23-23: Line length exceeds 100 characters - could we break this up?

The logging warning message is quite long. What do you think about breaking it into multiple lines for better readability, wdyt?

-    logging.warning("'.env' file not found. Please ensure it exists and contains the necessary credentials.")
+    logging.warning(
+        "'.env' file not found. Please ensure it exists and contains the necessary credentials."
+    )

32-32: Another line length issue - could we format this more readably?

Similar to the previous comment, this error message is quite long. Would you consider breaking it up for better readability, wdyt?
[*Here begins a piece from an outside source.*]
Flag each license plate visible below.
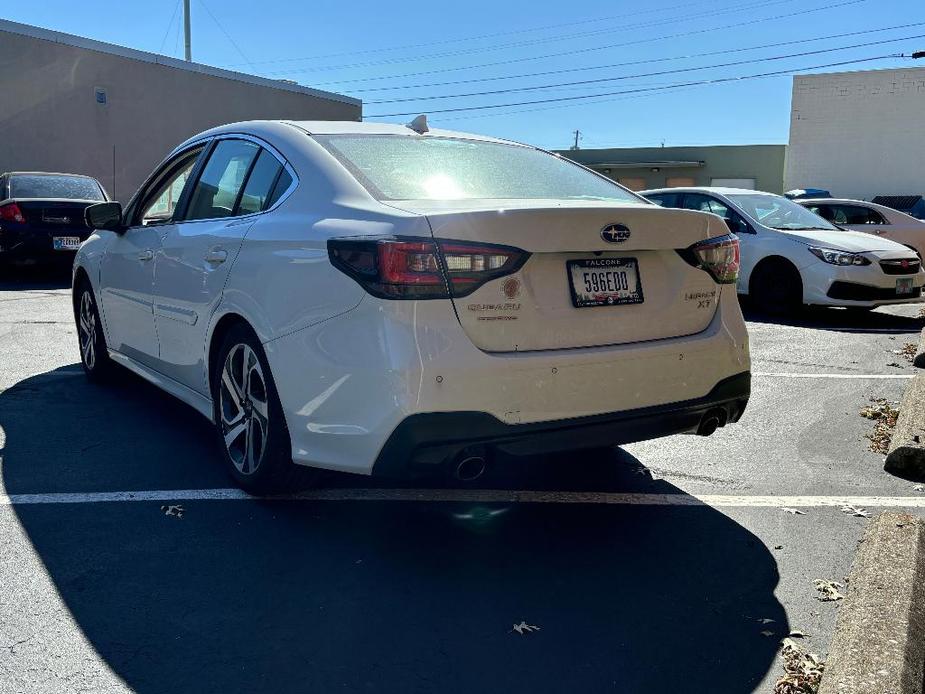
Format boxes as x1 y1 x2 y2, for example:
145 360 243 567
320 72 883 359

-        sys.exit(f"Error: Environment variable '{var_name}' not set. Please add it to your .env file.")
+        sys.exit(
+            f"Error: Environment variable '{var_name}' not set. "
+            f"Please add it to your .env file."
+        )

31-31: Consider using f-strings consistently throughout the template

I noticed mixed usage of f-strings and .format() placeholders. For consistency within the generated script, would you consider standardizing on f-strings throughout, wdyt? This would make the generated code more modern and consistent.

For example:

-        logging.error(f"Missing required environment variable: {var_name}")
+        logging.error(f"Missing required environment variable: {var_name}")
-            logging.info(f"Using default value for optional environment variable: {var_name}")
+            logging.info(f"Using default value for optional environment variable: {var_name}")
-            logging.info(f"Optional environment variable not set: {var_name}")
+            logging.info(f"Optional environment variable not set: {var_name}")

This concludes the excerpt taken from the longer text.